Blog
Article
Author(s):
“The fundamental act of medical care is assumption of responsibility.”
Any Good Poem
Richard Berlin, MD, shares his poem, "Hero." The poem starts with a quote from Francis Moore, MD. Moore was an American surgeon and pioneer in numerous experimental surgical treatments. He helped perform the world's first successful organ transplant and accurately determined the volume of water and other nutrients in the human body.
Hero
The Captain’s call came at 30,000 feet,
a flight attendant’s hand pressing
an oxygen mask to a woman’s mouth, her eyes
rolled back, chin on chest, every crisis I’ve
ever seen flashing through my mind—
stroke, respiratory arrest, code blue,
as if thirty years had not flown by
and I was back in training, not yet a
psychiatrist who had read “Management
of In-Flight Medical Emergencies”
just a few weeks earlier and thought: No way
will I ever volunteer to deal with that!
But there I was, on automatic pilot,
asking if we had a blood pressure cuff, IV
lines, a defibrillator, connected
by air-phone to an ER doc in Pittsburgh,
my finger on an irregular carotid
pulse working to reach forty beats.
The details of treatment were simple–
believe me, you could have done it yourself,
yet all the passengers filed out saying, “Thank you!
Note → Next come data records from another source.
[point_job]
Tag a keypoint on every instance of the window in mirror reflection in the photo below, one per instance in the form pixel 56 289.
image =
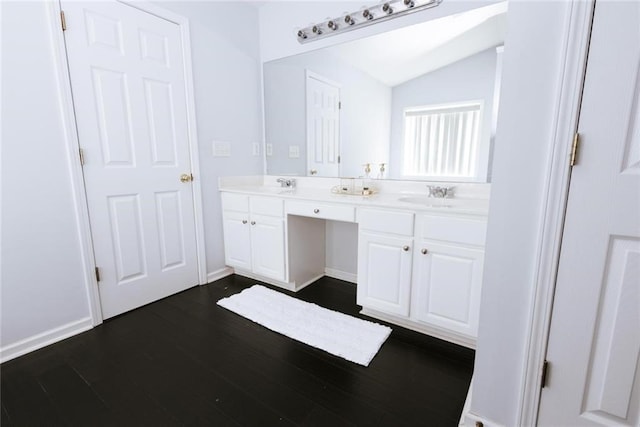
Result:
pixel 442 140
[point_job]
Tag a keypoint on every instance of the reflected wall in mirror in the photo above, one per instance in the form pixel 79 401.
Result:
pixel 418 102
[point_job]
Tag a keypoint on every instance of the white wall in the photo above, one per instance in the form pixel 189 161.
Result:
pixel 471 79
pixel 42 285
pixel 364 117
pixel 533 60
pixel 43 292
pixel 227 83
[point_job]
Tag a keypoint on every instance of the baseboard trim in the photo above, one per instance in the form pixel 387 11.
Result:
pixel 433 331
pixel 473 420
pixel 219 274
pixel 341 275
pixel 44 339
pixel 467 405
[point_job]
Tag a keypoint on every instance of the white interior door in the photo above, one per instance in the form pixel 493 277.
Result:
pixel 594 342
pixel 128 83
pixel 323 127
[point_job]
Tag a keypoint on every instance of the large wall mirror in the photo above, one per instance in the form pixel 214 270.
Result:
pixel 416 103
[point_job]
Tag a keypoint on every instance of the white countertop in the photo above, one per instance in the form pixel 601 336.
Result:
pixel 388 196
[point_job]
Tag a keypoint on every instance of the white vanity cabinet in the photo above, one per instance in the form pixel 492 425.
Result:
pixel 254 234
pixel 447 272
pixel 385 246
pixel 426 277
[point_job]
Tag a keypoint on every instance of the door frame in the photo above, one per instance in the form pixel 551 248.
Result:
pixel 73 144
pixel 569 99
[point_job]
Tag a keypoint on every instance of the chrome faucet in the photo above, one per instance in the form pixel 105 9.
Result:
pixel 287 183
pixel 440 192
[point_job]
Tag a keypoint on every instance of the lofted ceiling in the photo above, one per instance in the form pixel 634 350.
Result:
pixel 406 53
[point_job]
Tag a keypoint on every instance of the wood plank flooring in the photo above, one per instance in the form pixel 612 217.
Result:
pixel 186 361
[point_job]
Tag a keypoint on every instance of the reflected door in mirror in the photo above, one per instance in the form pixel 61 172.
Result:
pixel 323 126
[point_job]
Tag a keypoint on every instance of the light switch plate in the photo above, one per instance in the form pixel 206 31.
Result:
pixel 221 149
pixel 294 151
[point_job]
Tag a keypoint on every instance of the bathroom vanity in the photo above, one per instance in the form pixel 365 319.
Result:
pixel 419 261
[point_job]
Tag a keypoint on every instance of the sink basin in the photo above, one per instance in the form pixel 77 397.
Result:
pixel 426 201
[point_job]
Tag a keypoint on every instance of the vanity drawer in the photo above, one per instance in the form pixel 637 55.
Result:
pixel 469 231
pixel 235 202
pixel 271 206
pixel 321 210
pixel 395 222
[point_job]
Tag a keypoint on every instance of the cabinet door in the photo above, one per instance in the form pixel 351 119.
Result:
pixel 237 239
pixel 446 286
pixel 384 273
pixel 267 246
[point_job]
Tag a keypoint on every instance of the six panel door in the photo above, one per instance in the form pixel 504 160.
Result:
pixel 128 83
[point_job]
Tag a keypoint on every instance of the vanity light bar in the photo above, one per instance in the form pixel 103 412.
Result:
pixel 362 18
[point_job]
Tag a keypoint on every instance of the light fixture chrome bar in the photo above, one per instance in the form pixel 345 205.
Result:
pixel 364 17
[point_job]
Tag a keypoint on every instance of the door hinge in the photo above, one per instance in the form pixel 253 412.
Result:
pixel 543 375
pixel 63 21
pixel 574 149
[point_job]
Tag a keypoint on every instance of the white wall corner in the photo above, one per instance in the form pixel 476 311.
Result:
pixel 219 274
pixel 44 339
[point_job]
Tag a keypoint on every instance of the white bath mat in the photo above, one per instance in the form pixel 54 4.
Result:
pixel 351 338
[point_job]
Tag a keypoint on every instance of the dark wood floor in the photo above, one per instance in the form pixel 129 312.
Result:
pixel 186 361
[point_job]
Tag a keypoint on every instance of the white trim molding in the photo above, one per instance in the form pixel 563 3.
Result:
pixel 570 84
pixel 473 420
pixel 75 167
pixel 219 274
pixel 341 275
pixel 44 339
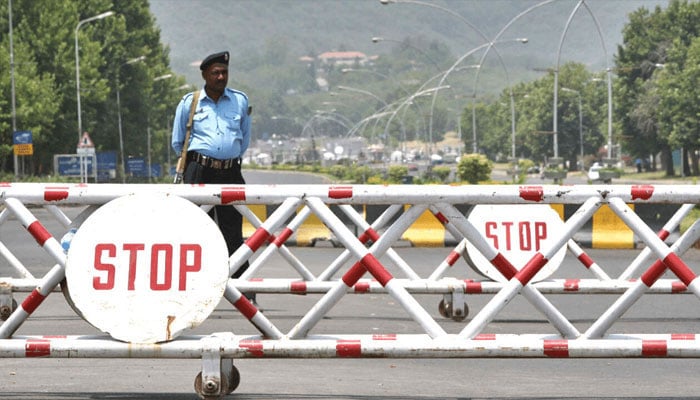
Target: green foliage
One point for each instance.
(657, 64)
(396, 173)
(474, 168)
(441, 173)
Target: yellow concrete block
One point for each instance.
(609, 232)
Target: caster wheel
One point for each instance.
(6, 311)
(463, 314)
(234, 380)
(446, 311)
(224, 390)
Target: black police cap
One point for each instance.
(221, 58)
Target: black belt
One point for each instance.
(214, 163)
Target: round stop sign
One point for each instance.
(145, 267)
(518, 232)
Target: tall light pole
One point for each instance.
(12, 80)
(148, 131)
(77, 65)
(556, 76)
(580, 119)
(119, 116)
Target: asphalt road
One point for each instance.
(360, 379)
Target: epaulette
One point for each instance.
(239, 92)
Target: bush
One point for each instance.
(474, 168)
(396, 173)
(441, 173)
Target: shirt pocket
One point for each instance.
(201, 121)
(233, 122)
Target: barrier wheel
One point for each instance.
(443, 308)
(460, 317)
(224, 390)
(447, 311)
(234, 380)
(5, 311)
We didn’t know a doctor would still help
in an emergency.”But I was like the heroes
on the evening news declaring, “No big deal.
Just doing my job,” and meaning it,
even if we can’t let ourselves believe
their modesty.By mid-life and mid-career,
there have been countless times I’ve worked hard
without thanks from anyone, practiced
with dishonor, knowing I didn’t know
enough, because to be a doctor means
a life of shame— for every complication,
missed diagnosis, treatment failure, or death,
that airsick, empty, sour, sinking sense,
we feel when responsibility gnaws
and we struggle against our helplessness
clothed only in white coats that have no wings.
Dr Berlin has been writing a poem about his experience of being a doctor every month for the past 26 years in Psychiatric Times in a column called “Poetry of the Times.” He is instructor in psychiatry, University of Massachusetts Medical School, Worcester, Massachusetts. His latest book is Tender Fences.